Soirée Rhizome #Festival Artdanthé : Eli Mathieu-Bustos - Darius Dolatyari-Dolatdoust
→ 22:00
127-129 Rue Saint-Martin - Paris
Une nouvelle complicité s’affirme cette saison entre le Centre Wallonie-Bruxelles et le Festival Artdanthé, autour d’une soirée partagée qui met à l’honneur deux écritures chorégraphiques singulières : Have A Safe Travel d’Eli Mathieu-Bustos et Dressing de Darius Dolatyari-Dolatdoust. Cette collaboration prolonge un dialogue engagé depuis plusieurs années avec le Théâtre de Vanves.

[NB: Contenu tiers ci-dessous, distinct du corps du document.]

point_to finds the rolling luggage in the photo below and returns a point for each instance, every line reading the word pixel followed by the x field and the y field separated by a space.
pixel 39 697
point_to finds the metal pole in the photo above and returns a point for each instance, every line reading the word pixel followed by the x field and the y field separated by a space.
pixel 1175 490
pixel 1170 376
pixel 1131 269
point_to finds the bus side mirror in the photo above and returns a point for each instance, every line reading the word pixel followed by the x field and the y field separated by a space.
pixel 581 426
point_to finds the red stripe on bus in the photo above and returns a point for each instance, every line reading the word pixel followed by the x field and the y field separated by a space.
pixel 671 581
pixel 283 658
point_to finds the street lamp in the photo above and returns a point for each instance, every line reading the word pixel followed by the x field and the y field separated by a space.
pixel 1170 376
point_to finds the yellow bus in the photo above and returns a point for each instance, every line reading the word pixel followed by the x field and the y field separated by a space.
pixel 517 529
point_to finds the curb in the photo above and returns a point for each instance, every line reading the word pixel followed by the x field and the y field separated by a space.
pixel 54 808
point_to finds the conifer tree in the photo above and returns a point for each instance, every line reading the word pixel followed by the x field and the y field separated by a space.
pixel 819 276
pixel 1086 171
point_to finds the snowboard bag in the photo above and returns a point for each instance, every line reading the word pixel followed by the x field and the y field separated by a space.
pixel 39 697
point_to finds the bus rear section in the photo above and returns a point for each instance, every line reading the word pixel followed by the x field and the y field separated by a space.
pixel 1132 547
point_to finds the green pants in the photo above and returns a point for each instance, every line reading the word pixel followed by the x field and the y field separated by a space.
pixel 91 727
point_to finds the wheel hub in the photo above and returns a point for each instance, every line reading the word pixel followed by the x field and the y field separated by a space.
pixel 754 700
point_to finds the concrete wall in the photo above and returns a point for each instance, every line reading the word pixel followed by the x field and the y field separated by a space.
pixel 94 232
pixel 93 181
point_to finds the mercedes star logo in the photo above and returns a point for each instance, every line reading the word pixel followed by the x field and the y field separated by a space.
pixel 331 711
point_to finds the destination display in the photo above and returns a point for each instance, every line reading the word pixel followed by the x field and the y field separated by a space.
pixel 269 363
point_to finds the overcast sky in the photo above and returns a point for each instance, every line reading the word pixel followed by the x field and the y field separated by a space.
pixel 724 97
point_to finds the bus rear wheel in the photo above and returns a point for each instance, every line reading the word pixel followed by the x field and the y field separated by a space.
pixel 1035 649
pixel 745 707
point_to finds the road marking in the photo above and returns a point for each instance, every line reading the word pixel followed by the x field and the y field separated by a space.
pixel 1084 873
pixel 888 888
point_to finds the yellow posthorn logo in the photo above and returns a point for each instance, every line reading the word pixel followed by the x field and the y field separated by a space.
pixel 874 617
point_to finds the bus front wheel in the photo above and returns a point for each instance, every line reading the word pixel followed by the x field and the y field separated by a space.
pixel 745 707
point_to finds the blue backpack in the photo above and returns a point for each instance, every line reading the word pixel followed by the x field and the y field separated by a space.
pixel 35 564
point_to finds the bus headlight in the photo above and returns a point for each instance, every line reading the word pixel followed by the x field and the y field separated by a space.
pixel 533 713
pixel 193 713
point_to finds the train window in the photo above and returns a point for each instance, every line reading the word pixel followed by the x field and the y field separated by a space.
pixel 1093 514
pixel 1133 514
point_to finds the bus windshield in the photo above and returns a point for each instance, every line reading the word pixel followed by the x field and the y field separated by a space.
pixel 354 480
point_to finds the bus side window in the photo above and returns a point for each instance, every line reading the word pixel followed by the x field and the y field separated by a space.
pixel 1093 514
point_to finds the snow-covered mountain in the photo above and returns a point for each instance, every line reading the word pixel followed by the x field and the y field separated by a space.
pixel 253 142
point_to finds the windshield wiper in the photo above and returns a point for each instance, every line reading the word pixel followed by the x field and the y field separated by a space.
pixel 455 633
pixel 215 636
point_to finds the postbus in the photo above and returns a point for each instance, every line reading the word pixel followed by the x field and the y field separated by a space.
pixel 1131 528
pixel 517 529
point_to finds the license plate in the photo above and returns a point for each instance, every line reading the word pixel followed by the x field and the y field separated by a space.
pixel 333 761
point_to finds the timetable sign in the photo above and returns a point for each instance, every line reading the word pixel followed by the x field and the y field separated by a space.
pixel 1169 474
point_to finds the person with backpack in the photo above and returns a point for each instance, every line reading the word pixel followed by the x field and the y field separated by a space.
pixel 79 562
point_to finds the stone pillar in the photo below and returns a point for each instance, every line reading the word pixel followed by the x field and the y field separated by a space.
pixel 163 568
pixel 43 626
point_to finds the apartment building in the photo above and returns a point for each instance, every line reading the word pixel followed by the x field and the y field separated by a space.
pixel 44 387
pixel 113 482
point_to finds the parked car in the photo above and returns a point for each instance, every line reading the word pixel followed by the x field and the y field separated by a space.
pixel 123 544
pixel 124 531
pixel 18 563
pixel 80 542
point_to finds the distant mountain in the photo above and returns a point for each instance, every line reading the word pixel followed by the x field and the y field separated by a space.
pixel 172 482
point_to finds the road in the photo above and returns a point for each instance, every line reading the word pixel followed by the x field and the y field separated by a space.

Pour sa 28e édition, du 10 mars au 3 avril 2026, le festival Artdanthé s’affirme comme l’un des rendez-vous majeurs de la création chorégraphique contemporaine. Cette année, la programmation réunira près de 30 spectacles portés par des équipes venues de 13 pays. Parmi eux, une dizaine de coproductions du Théâtre de Vanves et de projets accueillis en résidence, ainsi que 8 créations et 7 premières françaises.
HAVE A SAFE TRAVEL
Eli Mathieu-Bustos
[Durée : 60min]
Have A Safe Travel raconte l’histoire d’un voyage en train. Un trajet ordinaire, jusqu’au moment où trois policiers arrêtent Eli Mathieu-Bustos et le soumettent à son premier profilage racial. Plongé dans le souvenir de cet événement, à la fois banal et violent, le public découvre les rouages d’un système oppressif.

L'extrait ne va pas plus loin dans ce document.